Nearly a third of British farms could become infected with foot-and-mouth disease, scientists have warned.
Experts from London's Imperial College School of medicine say the firebreak culling of healthy cattle near infected sites must be intensified.
They claim the Government has not met its target of killing all animals on farms neighbouring an infection site within 48 hours of an outbreak being confirmed.
They claimed that, even when infected animals were slaughtered within 24 hours of symptoms appearing, some 30 per cent of all UK farms would eventually be hit by the epidemic.
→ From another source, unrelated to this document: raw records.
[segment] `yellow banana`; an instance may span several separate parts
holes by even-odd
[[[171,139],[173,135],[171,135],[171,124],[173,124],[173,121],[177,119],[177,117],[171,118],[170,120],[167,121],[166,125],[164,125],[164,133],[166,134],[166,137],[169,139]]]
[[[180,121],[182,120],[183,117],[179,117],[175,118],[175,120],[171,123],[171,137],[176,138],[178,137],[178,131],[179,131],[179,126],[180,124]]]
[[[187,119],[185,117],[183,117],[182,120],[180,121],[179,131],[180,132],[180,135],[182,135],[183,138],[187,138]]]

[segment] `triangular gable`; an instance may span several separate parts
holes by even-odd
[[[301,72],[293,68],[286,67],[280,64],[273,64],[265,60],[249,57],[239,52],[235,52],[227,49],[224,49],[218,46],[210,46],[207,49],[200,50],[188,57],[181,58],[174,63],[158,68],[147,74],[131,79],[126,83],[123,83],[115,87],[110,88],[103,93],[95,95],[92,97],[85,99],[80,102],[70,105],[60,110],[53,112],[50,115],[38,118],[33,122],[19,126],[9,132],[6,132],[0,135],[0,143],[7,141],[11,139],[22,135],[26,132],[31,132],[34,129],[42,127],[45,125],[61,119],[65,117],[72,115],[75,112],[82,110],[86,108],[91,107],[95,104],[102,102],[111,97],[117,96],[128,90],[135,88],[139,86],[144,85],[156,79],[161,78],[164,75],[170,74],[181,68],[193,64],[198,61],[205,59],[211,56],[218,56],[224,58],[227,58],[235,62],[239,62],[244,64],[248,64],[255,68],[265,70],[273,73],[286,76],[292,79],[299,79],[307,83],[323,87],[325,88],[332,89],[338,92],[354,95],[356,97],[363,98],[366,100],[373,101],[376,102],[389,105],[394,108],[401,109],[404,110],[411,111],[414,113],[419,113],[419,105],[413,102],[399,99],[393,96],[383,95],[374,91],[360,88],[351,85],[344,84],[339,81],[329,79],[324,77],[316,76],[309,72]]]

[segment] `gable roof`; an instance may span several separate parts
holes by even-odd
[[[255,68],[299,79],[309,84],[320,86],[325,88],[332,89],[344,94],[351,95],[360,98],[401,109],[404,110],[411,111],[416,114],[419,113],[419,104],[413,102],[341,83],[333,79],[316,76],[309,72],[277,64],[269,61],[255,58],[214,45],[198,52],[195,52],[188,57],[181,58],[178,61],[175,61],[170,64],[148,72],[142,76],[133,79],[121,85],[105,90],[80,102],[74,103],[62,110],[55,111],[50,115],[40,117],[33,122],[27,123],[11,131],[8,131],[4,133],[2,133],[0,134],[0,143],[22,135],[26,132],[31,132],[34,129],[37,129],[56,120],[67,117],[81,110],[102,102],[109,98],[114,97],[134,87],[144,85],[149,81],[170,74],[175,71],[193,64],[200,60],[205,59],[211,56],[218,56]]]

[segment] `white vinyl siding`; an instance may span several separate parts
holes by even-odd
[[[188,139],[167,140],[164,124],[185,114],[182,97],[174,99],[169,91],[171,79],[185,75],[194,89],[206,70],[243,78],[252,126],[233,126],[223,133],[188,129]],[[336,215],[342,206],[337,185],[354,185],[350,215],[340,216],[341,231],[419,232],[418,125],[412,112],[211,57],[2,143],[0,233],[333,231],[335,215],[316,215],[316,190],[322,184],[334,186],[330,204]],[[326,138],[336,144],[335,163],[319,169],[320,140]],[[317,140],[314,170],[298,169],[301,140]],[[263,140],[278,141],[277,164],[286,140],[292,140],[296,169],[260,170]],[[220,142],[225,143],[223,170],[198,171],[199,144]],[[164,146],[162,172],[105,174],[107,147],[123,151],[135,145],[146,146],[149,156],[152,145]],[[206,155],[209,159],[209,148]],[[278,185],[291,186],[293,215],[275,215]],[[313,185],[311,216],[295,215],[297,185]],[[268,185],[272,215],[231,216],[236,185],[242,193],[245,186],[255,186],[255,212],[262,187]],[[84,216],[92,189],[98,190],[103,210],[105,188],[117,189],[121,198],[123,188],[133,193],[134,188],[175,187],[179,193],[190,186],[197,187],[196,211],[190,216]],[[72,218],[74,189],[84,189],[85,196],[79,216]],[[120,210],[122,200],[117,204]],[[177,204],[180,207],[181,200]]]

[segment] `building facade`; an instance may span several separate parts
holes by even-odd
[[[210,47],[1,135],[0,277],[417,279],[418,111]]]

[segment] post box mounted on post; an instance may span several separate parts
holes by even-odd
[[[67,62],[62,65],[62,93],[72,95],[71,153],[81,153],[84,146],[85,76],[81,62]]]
They predicted that pre-emptive "ring culling" - which is the slaughter of all animals within a certain distance around the outbreak area - is the only way to prevent this figure being reached.
Writing in the journal Science, the researchers used data from the British ministry of agriculture, fisheries and food to produce a mathematical model of disease transmission.
Researchers Neil Ferguson, Christl Donnelly and Roy Anderson said the intensive culling programme should be maintained even when the epidemic started to retreat.
Their 30 per cent infection prediction for farms rose to 79 per cent in the heavily infected areas of Cumbria and Dumfries and Galloway.
Killing sick animals within 24 hours and then ring-culling over a 1.5 kilometre area within 48 hours would protect "many more farms".